Servitization and advanced services offer the opportunity to enhance growth and productivity for many manufacturers, though it is a fundamental transformation of mind-set for traditional, product-focused manufacturers. We developed an online tool – Unlock your insight – which helps you to find out if your current strategy is focused on product or service and whether you and your colleagues are aligned in your opinions of services as a future strategy for the business.
Once you know this, you can start considering the business model and organisational change required and how to involve internal and external stakeholders. Our Transformation Roadmap is a useful tool for this process, as it allows manufacturers to locate their position in the servitization journey and helps clarify the necessary next steps.
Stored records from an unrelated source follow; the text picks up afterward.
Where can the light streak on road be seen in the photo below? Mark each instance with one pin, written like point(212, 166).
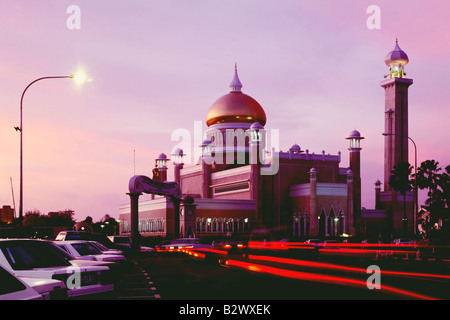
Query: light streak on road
point(316, 277)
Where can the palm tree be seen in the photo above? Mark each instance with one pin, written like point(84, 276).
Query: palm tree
point(400, 181)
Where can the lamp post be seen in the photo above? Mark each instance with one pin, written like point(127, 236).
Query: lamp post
point(80, 78)
point(415, 179)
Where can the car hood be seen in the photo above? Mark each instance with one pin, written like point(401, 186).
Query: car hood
point(43, 285)
point(48, 273)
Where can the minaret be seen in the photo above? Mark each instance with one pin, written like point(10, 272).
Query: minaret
point(355, 167)
point(161, 165)
point(178, 163)
point(396, 112)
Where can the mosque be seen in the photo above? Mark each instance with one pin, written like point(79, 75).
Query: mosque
point(240, 185)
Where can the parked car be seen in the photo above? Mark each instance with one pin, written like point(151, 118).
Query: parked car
point(314, 242)
point(183, 243)
point(89, 236)
point(40, 259)
point(125, 241)
point(49, 289)
point(13, 288)
point(105, 250)
point(84, 250)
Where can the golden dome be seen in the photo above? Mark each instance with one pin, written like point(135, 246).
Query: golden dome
point(235, 107)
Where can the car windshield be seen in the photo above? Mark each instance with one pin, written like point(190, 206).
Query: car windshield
point(26, 255)
point(9, 283)
point(122, 240)
point(99, 246)
point(85, 248)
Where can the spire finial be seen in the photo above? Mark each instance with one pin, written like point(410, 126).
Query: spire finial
point(236, 84)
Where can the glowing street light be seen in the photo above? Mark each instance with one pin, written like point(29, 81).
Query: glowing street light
point(80, 78)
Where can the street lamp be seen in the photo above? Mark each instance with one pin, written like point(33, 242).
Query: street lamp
point(415, 179)
point(80, 78)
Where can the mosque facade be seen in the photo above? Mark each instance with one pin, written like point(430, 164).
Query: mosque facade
point(239, 185)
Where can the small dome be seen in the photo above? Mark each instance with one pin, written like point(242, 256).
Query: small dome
point(396, 57)
point(256, 126)
point(162, 156)
point(354, 134)
point(205, 143)
point(178, 152)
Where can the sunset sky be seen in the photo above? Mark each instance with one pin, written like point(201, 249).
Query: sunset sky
point(155, 66)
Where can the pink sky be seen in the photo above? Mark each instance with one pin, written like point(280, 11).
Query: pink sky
point(156, 66)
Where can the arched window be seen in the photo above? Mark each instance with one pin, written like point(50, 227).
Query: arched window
point(341, 222)
point(332, 223)
point(322, 223)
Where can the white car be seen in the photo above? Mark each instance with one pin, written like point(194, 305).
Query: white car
point(49, 289)
point(125, 241)
point(104, 249)
point(39, 259)
point(184, 243)
point(13, 288)
point(403, 241)
point(84, 250)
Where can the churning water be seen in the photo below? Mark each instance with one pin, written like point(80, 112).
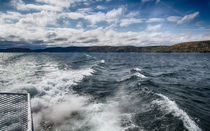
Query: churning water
point(112, 91)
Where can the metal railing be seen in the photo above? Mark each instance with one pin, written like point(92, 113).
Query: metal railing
point(15, 112)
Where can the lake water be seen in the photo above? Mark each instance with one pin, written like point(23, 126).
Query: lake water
point(112, 91)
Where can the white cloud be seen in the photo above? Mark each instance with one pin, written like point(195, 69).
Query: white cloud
point(151, 20)
point(173, 18)
point(132, 14)
point(153, 27)
point(126, 22)
point(20, 5)
point(188, 18)
point(114, 13)
point(100, 7)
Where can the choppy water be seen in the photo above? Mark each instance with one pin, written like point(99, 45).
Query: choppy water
point(112, 91)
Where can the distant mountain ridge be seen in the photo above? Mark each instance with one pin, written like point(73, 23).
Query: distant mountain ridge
point(196, 46)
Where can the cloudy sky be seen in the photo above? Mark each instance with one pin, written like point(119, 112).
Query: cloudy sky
point(47, 23)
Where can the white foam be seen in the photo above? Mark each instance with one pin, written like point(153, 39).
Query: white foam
point(56, 100)
point(170, 106)
point(139, 75)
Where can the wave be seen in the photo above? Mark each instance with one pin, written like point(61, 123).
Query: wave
point(140, 75)
point(136, 69)
point(102, 61)
point(170, 106)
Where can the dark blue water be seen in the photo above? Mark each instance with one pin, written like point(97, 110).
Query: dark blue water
point(112, 91)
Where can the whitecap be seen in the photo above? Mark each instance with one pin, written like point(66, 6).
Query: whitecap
point(136, 69)
point(170, 106)
point(102, 61)
point(140, 75)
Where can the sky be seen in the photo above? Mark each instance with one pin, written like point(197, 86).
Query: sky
point(61, 23)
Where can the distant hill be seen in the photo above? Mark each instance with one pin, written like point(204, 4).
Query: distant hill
point(196, 46)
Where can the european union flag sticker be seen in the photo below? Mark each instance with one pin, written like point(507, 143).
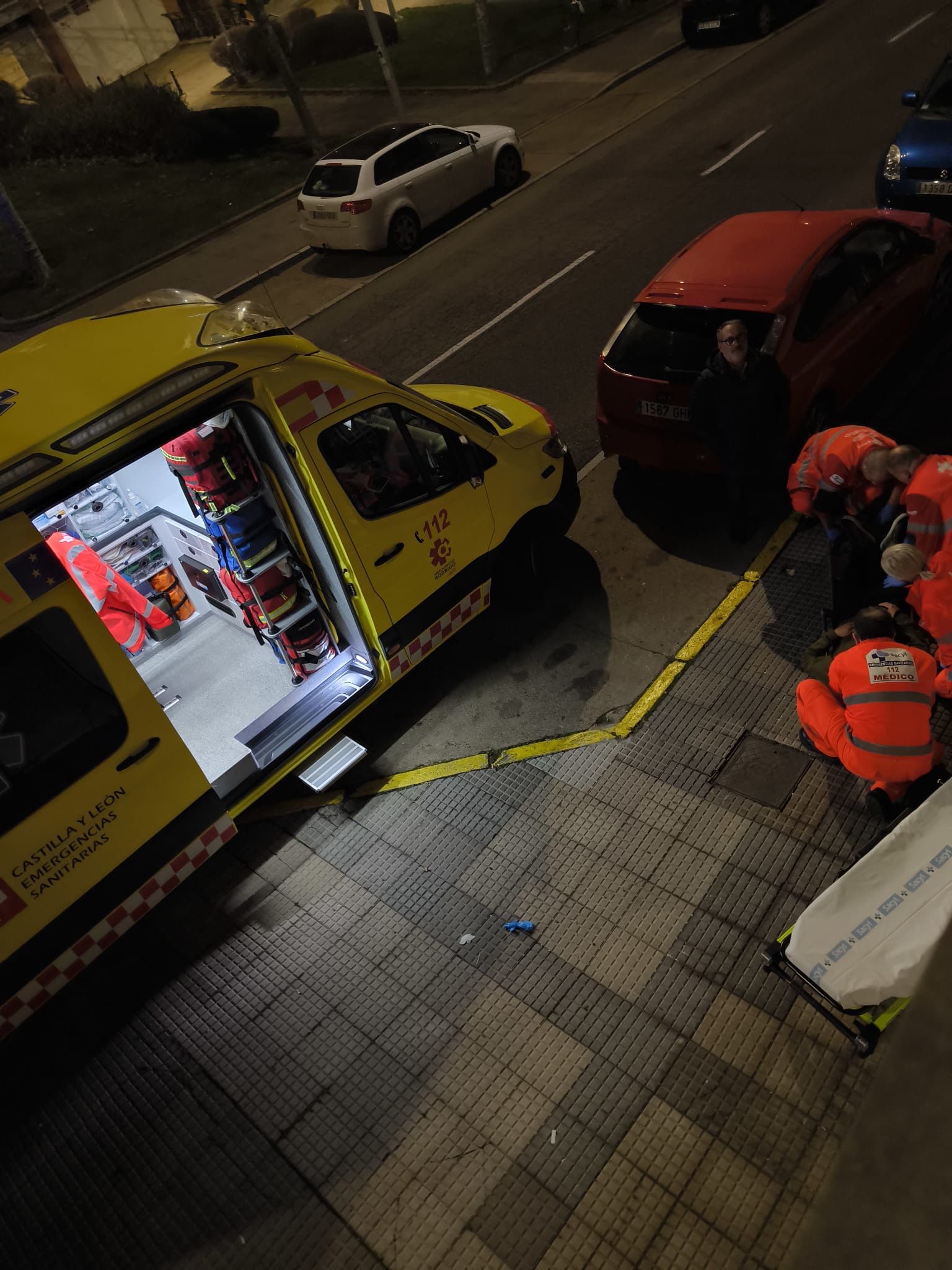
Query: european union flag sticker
point(36, 571)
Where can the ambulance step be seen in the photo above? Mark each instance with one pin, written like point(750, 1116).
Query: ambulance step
point(293, 719)
point(332, 762)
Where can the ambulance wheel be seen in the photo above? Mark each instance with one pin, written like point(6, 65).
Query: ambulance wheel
point(524, 563)
point(404, 233)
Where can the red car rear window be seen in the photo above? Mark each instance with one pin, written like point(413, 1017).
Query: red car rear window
point(674, 342)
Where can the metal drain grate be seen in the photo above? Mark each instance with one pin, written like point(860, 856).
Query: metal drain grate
point(762, 770)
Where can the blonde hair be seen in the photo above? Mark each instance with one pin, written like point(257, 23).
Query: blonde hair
point(906, 562)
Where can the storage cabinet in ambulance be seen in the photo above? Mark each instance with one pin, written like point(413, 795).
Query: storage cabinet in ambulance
point(289, 534)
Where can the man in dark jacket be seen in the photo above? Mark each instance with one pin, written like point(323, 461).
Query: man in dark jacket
point(741, 408)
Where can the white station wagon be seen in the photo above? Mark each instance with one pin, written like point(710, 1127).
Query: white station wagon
point(382, 189)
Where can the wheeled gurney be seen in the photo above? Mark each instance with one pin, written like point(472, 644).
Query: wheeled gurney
point(860, 949)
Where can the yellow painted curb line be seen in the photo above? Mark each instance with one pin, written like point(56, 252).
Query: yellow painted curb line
point(644, 705)
point(421, 775)
point(550, 746)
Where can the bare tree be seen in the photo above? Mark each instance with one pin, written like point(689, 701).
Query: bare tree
point(291, 86)
point(35, 266)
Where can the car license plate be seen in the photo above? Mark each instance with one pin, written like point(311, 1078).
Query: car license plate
point(656, 411)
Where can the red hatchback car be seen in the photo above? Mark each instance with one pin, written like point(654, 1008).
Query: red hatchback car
point(831, 295)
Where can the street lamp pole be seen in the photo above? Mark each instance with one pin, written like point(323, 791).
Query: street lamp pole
point(35, 260)
point(384, 59)
point(291, 86)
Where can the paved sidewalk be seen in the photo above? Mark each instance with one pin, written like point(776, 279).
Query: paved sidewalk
point(540, 109)
point(295, 1062)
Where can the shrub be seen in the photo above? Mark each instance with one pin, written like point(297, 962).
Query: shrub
point(296, 19)
point(41, 88)
point(245, 51)
point(250, 126)
point(335, 36)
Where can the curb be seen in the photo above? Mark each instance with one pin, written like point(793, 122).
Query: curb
point(265, 275)
point(56, 310)
point(643, 66)
point(521, 753)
Our miniguide series also provides tools and guidance on application of particular techniques and knowlesge.
For many, servitization is neither an easy nor a quick process, but if successful, it certainly has the potential to provide the competitive edge.
Professor Tim Baines – Director of the Advanced Services Group at Aston Business School – is a leading international authority on servitization and advanced services and spends much of his time working hands-on with both global and local manufacturing companies to understand servitization in practice and help to transform businesses.